What is an LLM - Local LLM Knowledge Base

A Large Language Model (LLM) is a neural network trained to predict the next token in a sequence of text. Despite this simple objective, when trained on enough data with enough parameters, these models develop sophisticated language understanding and generation capabilities.

The Core Idea

At its heart, an LLM does one thing: given some text, predict what comes next.

Input: "The capital of France is" │ ▼ ┌─────────────┐ │ LLM │ └─────────────┘ │ ▼ Output: " Paris" (with high probability)

This "next token prediction" is repeated to generate longer text:

"The capital of France is" → " Paris" "The capital of France is Paris" → "." "The capital of France is Paris." → " It" "The capital of France is Paris. It" → " is" ... and so on

Each prediction considers all the previous tokens (up to the context window limit). This allows the model to maintain coherence over long passages.

Architecture: Transformers

Modern LLMs use the Transformer architecture, introduced in 2017. The key innovation is the attention mechanism, which allows every token to "attend to" every other token when making predictions.

Why Attention Matters

In the sentence "The cat sat on the mat because it was tired," the word "it" needs to refer back to "cat." Attention lets the model weigh the relevance of all previous words when processing "it," so it can correctly associate them.

Simplified Transformer Structure

Input Tokens │ ▼ ┌─────────────────┐ │ Embedding │ Convert tokens to vectors └─────────────────┘ │ ▼ ┌─────────────────┐ │ Attention │ ← Each token attends to all others │ Layer │ ├─────────────────┤ │ Feed-Forward │ ← Process each position │ Layer │ └─────────────────┘ │ × N layers (32-80+ for large models) │ ▼ ┌─────────────────┐ │ Output Head │ Predict next token probabilities └─────────────────┘

What Makes Them "Large"

The "large" in LLM refers to:

Parameter Count: Billions of learned weights. More parameters generally means more capability, but also more memory and compute. Modern LLMs range from 1B to 400B+ parameters.
Training Data: Trained on trillions of tokens of text from the internet, books, code, and other sources. The diversity and scale of training data is crucial for general capability.
Compute: Training requires massive GPU clusters running for weeks or months. A single training run can cost millions of dollars in compute.

Training vs Inference

Aspect	Training	Inference
Goal	Learn the weights	Use the weights
Compute	Massive (clusters)	Moderate (single machine possible)
Data	Trillions of tokens	Just your prompt
Who does it	Labs with $10M+ budgets	Anyone with hardware
Duration	Weeks to months	Seconds per response

When you "run an LLM locally," you're doing inference — using a pre-trained model to generate text. You're not training it.

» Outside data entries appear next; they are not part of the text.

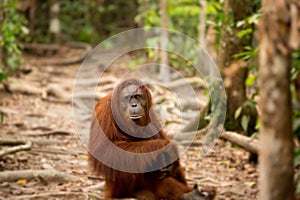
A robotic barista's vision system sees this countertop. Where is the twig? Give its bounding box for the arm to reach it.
[31,148,86,155]
[13,191,103,200]
[0,170,78,182]
[0,140,32,158]
[221,131,259,154]
[23,130,75,136]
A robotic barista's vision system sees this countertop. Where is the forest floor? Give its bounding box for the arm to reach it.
[0,48,258,200]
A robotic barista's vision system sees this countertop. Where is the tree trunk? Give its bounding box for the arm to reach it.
[159,0,170,82]
[198,0,206,49]
[217,0,256,130]
[258,0,300,200]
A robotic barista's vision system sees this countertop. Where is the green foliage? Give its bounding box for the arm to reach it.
[135,0,222,75]
[33,0,137,44]
[0,0,28,81]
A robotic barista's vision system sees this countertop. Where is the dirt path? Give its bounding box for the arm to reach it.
[0,54,258,199]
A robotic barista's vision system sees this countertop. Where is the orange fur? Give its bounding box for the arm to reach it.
[88,79,191,200]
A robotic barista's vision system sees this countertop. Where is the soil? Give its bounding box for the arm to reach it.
[0,49,258,199]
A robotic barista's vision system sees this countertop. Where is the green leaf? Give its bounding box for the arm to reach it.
[234,106,243,119]
[245,75,257,87]
[237,28,253,38]
[242,115,249,131]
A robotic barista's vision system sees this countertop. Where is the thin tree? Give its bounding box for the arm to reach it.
[258,0,300,200]
[159,0,170,82]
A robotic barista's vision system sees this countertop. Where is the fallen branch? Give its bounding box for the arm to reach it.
[23,130,75,136]
[0,140,32,158]
[26,42,92,65]
[0,170,78,183]
[175,130,259,154]
[221,131,259,154]
[31,148,86,156]
[13,191,103,200]
[166,77,206,88]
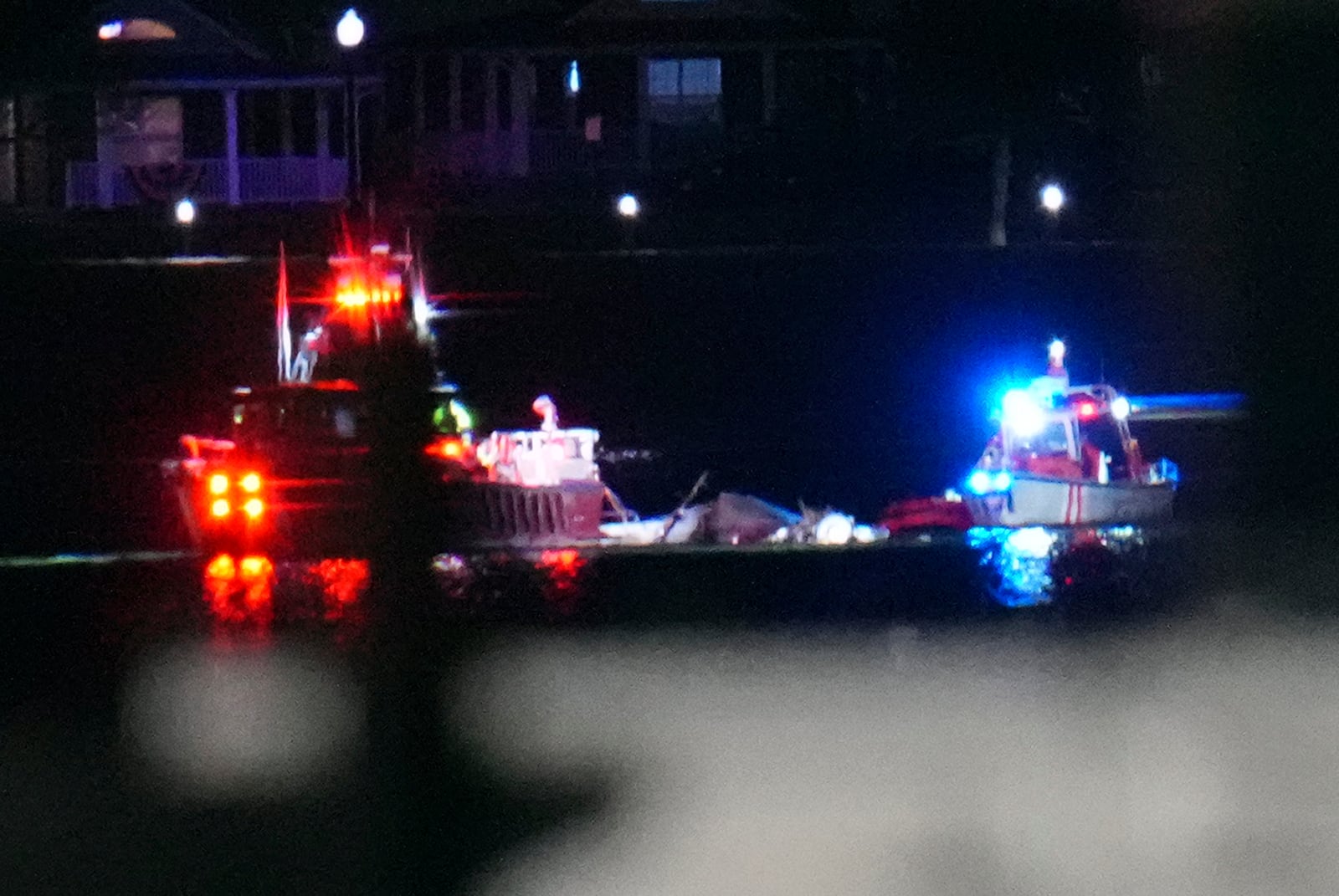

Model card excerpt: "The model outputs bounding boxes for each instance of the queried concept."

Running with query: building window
[647,59,721,103]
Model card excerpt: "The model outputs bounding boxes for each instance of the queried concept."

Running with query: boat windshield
[1015,421,1070,457]
[233,392,367,443]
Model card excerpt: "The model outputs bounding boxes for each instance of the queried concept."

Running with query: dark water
[0,246,1295,893]
[0,247,1254,550]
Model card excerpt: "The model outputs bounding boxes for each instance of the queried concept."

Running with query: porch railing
[65,156,348,209]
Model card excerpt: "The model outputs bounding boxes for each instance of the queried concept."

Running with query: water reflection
[203,555,371,632]
[433,548,591,617]
[967,526,1147,607]
[203,555,274,629]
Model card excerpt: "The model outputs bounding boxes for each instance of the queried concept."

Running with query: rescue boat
[162,230,629,556]
[962,340,1180,526]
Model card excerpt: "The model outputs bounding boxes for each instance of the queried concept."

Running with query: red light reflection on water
[534,548,587,613]
[203,555,371,629]
[205,555,274,627]
[303,557,372,622]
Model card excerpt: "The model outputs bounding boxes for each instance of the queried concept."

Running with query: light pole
[335,7,367,205]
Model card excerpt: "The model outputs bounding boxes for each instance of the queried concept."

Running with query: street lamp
[1042,183,1065,214]
[335,7,367,49]
[172,196,196,256]
[335,7,367,205]
[613,193,641,249]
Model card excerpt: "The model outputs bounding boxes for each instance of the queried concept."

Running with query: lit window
[647,59,721,102]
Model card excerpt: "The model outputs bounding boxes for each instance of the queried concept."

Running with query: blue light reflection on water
[967,525,1145,607]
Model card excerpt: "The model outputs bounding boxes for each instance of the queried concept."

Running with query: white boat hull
[966,474,1176,526]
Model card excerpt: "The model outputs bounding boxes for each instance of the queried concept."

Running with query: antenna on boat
[274,240,293,383]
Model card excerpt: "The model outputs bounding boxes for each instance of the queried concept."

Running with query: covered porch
[65,76,379,207]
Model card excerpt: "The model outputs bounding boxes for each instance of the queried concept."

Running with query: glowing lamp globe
[176,200,196,227]
[1042,183,1065,214]
[335,7,366,49]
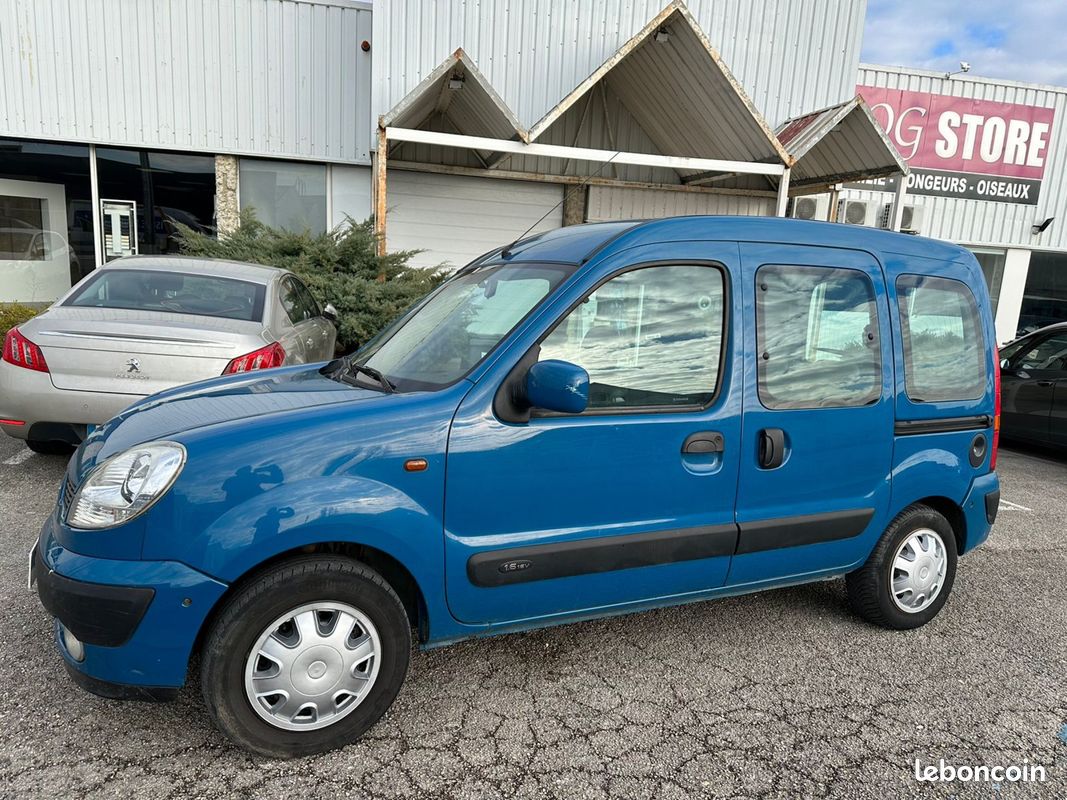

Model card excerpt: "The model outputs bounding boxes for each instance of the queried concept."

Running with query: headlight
[66,442,186,528]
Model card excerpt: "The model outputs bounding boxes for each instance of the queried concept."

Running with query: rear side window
[755,266,881,409]
[896,275,986,403]
[540,265,726,412]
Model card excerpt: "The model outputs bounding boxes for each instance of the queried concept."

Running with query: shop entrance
[0,178,75,303]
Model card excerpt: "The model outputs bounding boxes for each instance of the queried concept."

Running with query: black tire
[845,505,957,630]
[201,556,411,758]
[26,438,78,455]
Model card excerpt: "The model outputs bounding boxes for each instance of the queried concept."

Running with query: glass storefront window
[239,158,327,234]
[0,139,95,303]
[96,147,214,254]
[971,250,1007,317]
[1017,252,1067,336]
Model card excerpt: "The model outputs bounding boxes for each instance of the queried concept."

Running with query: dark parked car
[1000,322,1067,447]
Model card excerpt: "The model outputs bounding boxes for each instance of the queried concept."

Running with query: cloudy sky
[861,0,1067,86]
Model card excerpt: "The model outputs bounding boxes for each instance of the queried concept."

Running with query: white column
[89,144,103,269]
[997,249,1030,345]
[776,166,790,217]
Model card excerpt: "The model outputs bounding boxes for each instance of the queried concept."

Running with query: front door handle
[682,431,726,455]
[760,428,785,469]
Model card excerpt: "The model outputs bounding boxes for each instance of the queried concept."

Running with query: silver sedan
[0,256,337,452]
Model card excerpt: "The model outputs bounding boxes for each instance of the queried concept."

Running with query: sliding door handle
[760,428,785,469]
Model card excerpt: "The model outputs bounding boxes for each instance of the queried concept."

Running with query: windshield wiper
[335,359,397,395]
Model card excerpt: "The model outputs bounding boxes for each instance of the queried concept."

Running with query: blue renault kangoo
[30,217,1000,757]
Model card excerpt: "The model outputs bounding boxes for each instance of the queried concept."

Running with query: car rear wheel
[201,556,411,758]
[26,438,77,455]
[845,506,957,630]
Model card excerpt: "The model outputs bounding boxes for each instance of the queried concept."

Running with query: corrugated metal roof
[529,0,791,164]
[381,0,792,180]
[777,95,908,186]
[373,0,866,133]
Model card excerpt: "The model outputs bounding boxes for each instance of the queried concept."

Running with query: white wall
[330,164,372,227]
[0,0,377,164]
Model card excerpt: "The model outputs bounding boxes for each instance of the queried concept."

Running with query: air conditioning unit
[838,199,874,225]
[790,194,830,226]
[881,203,923,234]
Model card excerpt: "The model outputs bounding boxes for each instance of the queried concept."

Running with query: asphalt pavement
[0,436,1067,800]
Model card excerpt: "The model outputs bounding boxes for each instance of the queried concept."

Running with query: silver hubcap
[892,528,949,614]
[244,603,382,731]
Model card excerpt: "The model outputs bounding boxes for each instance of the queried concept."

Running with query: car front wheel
[201,556,411,758]
[845,505,956,630]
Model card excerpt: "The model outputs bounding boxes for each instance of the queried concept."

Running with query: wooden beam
[375,127,388,260]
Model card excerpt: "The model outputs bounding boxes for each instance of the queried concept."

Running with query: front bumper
[31,515,226,698]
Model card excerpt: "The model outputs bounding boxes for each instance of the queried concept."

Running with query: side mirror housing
[526,359,589,414]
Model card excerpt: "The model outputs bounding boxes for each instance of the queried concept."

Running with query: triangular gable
[529,0,792,165]
[379,48,526,146]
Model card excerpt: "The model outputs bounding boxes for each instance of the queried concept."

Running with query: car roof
[102,256,286,284]
[488,217,969,263]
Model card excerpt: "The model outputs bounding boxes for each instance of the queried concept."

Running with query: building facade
[0,0,1067,340]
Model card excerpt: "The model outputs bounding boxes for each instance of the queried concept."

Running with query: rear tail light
[989,355,1000,473]
[222,341,285,375]
[0,327,48,372]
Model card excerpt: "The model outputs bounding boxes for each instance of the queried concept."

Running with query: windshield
[354,265,574,390]
[63,269,267,322]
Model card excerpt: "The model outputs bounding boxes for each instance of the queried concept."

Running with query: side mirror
[526,359,589,414]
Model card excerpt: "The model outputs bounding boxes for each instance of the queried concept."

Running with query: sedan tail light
[222,341,285,375]
[0,327,48,372]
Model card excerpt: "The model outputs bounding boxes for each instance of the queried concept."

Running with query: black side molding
[893,414,993,436]
[737,509,874,556]
[467,524,737,587]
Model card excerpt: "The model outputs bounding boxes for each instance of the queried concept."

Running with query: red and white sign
[856,86,1053,180]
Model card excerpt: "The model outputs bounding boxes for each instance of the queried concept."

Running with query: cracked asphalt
[0,436,1067,800]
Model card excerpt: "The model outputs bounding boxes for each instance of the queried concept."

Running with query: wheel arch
[909,495,967,554]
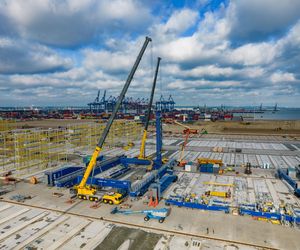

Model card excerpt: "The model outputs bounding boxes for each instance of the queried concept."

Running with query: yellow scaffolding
[0,120,16,131]
[0,120,142,174]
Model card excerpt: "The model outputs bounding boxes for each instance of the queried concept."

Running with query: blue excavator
[111,207,171,223]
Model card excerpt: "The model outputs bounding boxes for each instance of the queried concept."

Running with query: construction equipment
[74,37,151,201]
[245,162,252,174]
[138,57,161,159]
[123,142,135,151]
[198,158,223,167]
[203,181,234,187]
[174,120,192,167]
[205,189,231,198]
[111,207,171,223]
[102,192,124,205]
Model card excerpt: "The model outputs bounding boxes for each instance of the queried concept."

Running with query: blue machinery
[45,111,176,197]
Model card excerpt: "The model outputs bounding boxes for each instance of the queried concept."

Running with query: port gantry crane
[138,57,161,159]
[74,37,152,201]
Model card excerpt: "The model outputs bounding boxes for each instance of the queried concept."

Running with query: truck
[111,207,171,223]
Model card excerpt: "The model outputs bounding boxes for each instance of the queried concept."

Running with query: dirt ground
[154,121,300,135]
[16,119,300,135]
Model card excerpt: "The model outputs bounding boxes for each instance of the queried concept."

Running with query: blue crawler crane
[111,207,171,223]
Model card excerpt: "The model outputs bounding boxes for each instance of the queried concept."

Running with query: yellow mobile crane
[138,57,161,159]
[74,37,151,201]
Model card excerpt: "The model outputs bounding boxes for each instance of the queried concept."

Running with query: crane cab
[102,193,124,205]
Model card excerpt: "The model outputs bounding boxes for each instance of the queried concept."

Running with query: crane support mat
[165,199,229,213]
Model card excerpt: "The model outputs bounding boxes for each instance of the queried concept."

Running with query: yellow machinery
[123,142,134,151]
[74,37,151,201]
[198,158,223,167]
[102,193,124,205]
[203,181,234,187]
[138,57,161,159]
[205,190,231,198]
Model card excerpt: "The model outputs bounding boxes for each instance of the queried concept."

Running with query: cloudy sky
[0,0,300,107]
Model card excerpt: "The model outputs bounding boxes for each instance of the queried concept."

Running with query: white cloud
[270,72,296,84]
[0,0,151,47]
[0,37,72,74]
[227,0,300,42]
[229,43,276,66]
[161,9,198,34]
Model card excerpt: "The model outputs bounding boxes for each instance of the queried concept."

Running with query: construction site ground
[0,183,300,249]
[0,131,300,250]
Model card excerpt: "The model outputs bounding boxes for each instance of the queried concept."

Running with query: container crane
[138,57,161,159]
[111,207,170,223]
[73,37,151,203]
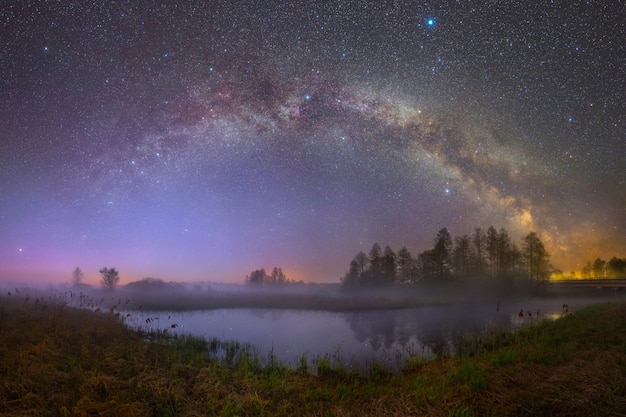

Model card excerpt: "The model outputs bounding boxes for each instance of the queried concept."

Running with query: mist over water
[128,297,614,369]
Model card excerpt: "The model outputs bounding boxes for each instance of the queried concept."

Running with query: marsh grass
[0,294,626,417]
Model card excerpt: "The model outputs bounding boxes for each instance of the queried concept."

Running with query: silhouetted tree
[341,259,361,287]
[472,227,487,275]
[397,247,417,284]
[417,250,437,281]
[606,256,626,278]
[381,245,398,284]
[246,268,268,285]
[580,261,593,279]
[270,267,287,284]
[496,227,520,278]
[452,235,471,277]
[367,243,383,283]
[72,267,85,285]
[591,258,606,279]
[431,227,452,279]
[522,232,550,282]
[485,226,498,277]
[100,267,120,290]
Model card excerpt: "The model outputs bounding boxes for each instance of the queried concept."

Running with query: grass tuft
[0,293,626,417]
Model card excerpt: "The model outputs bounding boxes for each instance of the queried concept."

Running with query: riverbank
[0,295,626,416]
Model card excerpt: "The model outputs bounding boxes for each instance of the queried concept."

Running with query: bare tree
[100,267,120,290]
[72,267,85,285]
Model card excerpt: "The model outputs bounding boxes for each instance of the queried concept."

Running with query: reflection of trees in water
[345,306,510,356]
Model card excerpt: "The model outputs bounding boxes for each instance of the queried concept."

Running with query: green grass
[0,294,626,416]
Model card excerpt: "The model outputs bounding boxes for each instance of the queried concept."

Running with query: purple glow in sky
[0,0,626,283]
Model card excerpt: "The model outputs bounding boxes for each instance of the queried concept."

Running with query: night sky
[0,0,626,283]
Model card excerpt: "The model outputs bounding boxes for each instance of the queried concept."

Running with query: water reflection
[123,299,616,367]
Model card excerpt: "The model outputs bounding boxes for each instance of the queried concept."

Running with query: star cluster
[0,0,626,282]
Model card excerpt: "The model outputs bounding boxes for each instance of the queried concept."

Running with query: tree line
[580,256,626,279]
[246,267,291,285]
[341,226,552,287]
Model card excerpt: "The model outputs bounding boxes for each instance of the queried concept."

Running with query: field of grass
[0,293,626,416]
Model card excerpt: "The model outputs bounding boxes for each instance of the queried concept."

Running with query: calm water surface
[129,298,616,367]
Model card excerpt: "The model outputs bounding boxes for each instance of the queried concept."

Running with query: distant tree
[72,267,85,285]
[591,258,606,279]
[485,226,498,277]
[341,259,361,287]
[354,251,370,278]
[606,256,626,278]
[496,227,520,278]
[246,268,269,285]
[396,247,416,284]
[522,232,550,282]
[431,227,452,279]
[381,245,398,284]
[368,243,383,283]
[472,227,487,275]
[270,267,287,284]
[452,235,471,277]
[100,267,120,290]
[417,249,438,282]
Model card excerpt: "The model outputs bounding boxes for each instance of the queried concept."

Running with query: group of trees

Why They Need So Much Memory

During inference, the model weights must be loaded into memory. Each parameter is a number, typically stored as 16 bits (2 bytes) or less with quantization.

Model Size Calculation: 7 billion parameters × 2 bytes (FP16) = 14 GB 70 billion parameters × 2 bytes = 140 GB 70 billion parameters × 0.5 bytes (4-bit) = 35 GB

This is just for the weights. You also need memory for:

KV Cache: Grows with context length (often 2-16GB)
Activations: Intermediate computation results
Overhead: Framework, buffers, etc.

What LLMs Can and Can't Do

Strengths

Natural language understanding
Text generation and summarization
Translation
Code generation
Question answering
Following complex instructions

Limitations

No real-time knowledge (training cutoff)
Can hallucinate facts confidently
Limited context window
No persistent memory between sessions
Math and precise reasoning can be weak
Can't learn from conversations

Key Terminology

Token: The basic unit of text for an LLM. Not quite words — common words are single tokens, rare words get split. Roughly 3-4 characters per token in English.
Context Window: The maximum number of tokens the model can process at once. Includes both input and output. See Context Window.
Inference: Running a trained model to generate predictions. What you do when you use an LLM.
Parameters: The learned values (weights) in the neural network. More parameters generally means more capability but more resource requirements.